Thursday, 3 June 2021

Chromosome-level de novo genome assembly of Telopea speciosissima (New South Wales waratah) using long-reads, linked-reads and Hi-C

The latest genomics paper from the lab is now out on bioRvix. This is the first paper from Stephanie Chen’s PhD project in collaboration with the Royal Botanic Gardens and Domain Trust (RBGDT), Sydney. In this paper, Stephanie reports on the chromosome-level assembly of the New South Wales Waratah, the floral emblem of NSW. This is the first of the pilot reference genomes to be released from the Genomics for Australian Plants initiative.

In addition to the genome itself, this paper describes a couple of genomics tools from the lab. DepthSizer (https://github.com/slimsuite/depthsizer) uses BUSCO predictions to establish the single-copy read depth of sequencing data, from which the genome size can be estimated in a way that is hopefully quite robust to assembly quality. Diploidocus (https://github.com/slimsuite/diploidocus) has been used for our previous Dog genome assemblies to help eliminate “haplotigs” (heterozygous regions of the genome that appear in the assembly twice), and low-quality sequences, in addition to flagging possible collapsed repeats or contaminants for further investigation. Here, the Diploidocus “tidy” pipeline is considerably extended for a much more nuanced classification and filtering of scaffolds, using a combination of read depths, homology, kmer analysis and BUSCO predictions.
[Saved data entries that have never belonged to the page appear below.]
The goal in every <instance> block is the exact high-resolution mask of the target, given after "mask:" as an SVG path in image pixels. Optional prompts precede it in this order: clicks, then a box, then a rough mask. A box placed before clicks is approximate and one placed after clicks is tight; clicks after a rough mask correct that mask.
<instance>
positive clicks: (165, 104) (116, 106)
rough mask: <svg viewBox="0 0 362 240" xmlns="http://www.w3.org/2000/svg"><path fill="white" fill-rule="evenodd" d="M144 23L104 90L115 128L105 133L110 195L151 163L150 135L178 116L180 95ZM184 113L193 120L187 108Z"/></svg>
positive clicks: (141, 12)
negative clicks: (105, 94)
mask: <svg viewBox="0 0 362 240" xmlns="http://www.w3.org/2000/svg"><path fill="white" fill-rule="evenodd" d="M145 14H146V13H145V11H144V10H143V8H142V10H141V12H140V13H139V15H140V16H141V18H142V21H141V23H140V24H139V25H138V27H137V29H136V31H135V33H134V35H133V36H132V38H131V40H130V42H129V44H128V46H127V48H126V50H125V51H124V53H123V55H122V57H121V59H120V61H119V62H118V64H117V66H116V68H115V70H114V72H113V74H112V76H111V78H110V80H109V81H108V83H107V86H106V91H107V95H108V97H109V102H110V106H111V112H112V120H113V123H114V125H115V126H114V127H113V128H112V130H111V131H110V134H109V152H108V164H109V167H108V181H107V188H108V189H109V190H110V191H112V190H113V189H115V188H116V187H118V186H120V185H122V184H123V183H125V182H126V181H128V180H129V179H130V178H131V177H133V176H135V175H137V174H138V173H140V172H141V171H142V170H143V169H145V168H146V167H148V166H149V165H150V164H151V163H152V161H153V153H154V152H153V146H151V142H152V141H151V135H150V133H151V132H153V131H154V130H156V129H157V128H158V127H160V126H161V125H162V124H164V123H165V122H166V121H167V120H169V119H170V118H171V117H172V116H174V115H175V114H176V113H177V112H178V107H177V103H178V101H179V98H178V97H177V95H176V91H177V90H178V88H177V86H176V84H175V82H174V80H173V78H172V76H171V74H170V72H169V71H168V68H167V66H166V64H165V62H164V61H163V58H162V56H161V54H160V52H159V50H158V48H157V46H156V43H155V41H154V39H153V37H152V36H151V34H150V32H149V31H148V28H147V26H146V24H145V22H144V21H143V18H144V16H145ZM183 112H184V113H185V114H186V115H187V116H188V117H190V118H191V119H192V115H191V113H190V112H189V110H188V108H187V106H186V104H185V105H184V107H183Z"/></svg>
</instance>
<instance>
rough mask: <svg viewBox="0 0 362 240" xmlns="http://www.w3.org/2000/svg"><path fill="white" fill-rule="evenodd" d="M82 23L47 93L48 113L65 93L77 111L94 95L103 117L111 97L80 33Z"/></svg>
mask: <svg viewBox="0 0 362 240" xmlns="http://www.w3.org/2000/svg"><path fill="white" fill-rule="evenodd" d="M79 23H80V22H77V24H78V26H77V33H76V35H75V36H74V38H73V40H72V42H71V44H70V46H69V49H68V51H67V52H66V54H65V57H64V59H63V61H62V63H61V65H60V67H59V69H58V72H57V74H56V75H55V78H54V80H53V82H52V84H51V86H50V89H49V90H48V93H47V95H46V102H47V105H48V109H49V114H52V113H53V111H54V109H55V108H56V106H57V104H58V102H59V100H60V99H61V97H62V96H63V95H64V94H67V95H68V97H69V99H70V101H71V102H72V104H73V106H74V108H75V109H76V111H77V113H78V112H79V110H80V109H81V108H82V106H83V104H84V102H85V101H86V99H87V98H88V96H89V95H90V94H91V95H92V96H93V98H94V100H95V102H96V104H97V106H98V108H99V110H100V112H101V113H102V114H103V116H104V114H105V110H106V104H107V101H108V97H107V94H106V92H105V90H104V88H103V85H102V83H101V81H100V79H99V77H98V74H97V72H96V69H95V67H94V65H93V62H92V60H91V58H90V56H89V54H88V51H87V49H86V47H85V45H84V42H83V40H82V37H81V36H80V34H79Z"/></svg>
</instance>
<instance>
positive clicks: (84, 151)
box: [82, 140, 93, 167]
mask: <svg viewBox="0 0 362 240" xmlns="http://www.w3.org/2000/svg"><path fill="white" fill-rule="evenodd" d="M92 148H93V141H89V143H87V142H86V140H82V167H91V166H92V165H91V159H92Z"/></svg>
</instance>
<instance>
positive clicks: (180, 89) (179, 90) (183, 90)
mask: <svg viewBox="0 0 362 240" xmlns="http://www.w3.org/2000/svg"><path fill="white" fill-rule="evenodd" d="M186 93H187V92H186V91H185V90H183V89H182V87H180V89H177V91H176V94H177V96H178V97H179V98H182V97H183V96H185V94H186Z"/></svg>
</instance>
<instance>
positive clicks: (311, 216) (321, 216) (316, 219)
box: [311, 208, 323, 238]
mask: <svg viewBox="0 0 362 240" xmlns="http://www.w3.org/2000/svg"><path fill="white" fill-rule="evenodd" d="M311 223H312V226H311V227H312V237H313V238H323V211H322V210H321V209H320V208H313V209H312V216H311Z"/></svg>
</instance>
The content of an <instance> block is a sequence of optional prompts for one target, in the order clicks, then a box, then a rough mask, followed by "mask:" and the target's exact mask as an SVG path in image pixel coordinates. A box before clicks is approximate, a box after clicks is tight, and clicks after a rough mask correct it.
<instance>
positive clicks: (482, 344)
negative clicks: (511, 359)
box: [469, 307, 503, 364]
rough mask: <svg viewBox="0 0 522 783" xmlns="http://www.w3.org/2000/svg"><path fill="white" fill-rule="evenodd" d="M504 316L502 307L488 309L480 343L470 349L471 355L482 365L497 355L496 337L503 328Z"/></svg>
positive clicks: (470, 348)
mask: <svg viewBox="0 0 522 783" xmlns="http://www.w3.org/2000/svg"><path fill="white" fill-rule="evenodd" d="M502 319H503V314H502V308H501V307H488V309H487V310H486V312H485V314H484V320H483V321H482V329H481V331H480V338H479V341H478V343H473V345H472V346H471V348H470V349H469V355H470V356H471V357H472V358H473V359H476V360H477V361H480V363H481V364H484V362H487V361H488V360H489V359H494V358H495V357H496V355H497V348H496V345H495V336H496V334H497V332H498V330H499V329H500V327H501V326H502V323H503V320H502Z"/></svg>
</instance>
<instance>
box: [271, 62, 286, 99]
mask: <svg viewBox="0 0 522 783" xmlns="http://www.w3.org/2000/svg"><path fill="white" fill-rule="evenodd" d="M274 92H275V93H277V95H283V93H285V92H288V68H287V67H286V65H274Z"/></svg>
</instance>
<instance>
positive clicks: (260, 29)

Chen SH, Rossetto M, van der Merwe M, Lu-Irving P, Yap JS, Sauquet H, Bourke G, Bragg JG & Edwards RJ (preprint): Chromosome-level de novo genome assembly of Telopea speciosissima (New South Wales waratah) using long-reads, linked-reads and Hi-C. bioRxiv 2021.06.02.444084; doi: 10.1101/2021.06.02.444084.
[bioRxiv]

Abstract

Background: Telopea speciosissima, the New South Wales waratah, is Australian endemic woody shrub in the family Proteaceae. Waratahs have great potential as a model clade to better understand processes of speciation, introgression and adaptation, and are significant from a horticultural perspective. Findings: Here, we report the first chromosome-level reference genome for T. speciosissima. Combining Oxford Nanopore long-reads, 10x Genomics Chromium linked-reads and Hi-C data, the assembly spans 823 Mb (scaffold N50 of 69.0 Mb) with 91.2 % of Embryophyta BUSCOs complete. We introduce a new method in Diploidocus (https://github.com/slimsuite/diploidocus) for classifying, curating and QC-filtering assembly scaffolds. We also present a new tool, DepthSizer (https://github.com/slimsuite/depthsizer), for genome size estimation from the read depth of single copy orthologues and find that the assembly is 93.9 % of the estimated genome size. The largest 11 scaffolds contained 94.1 % of the assembly, conforming to the expected number of chromosomes (2n = 22). Genome annotation predicted 40,158 protein-coding genes, 351 rRNAs and 728 tRNAs. Our results indicate that the waratah genome is highly repetitive, with a repeat content of 62.3 %. Conclusions: The T. speciosissima genome (Tspe_v1) will accelerate waratah evolutionary genomics and facilitate marker assisted approaches for breeding. Broadly, it represents an important new genomic resource of Proteaceae to support the conservation of flora in Australia and further afield.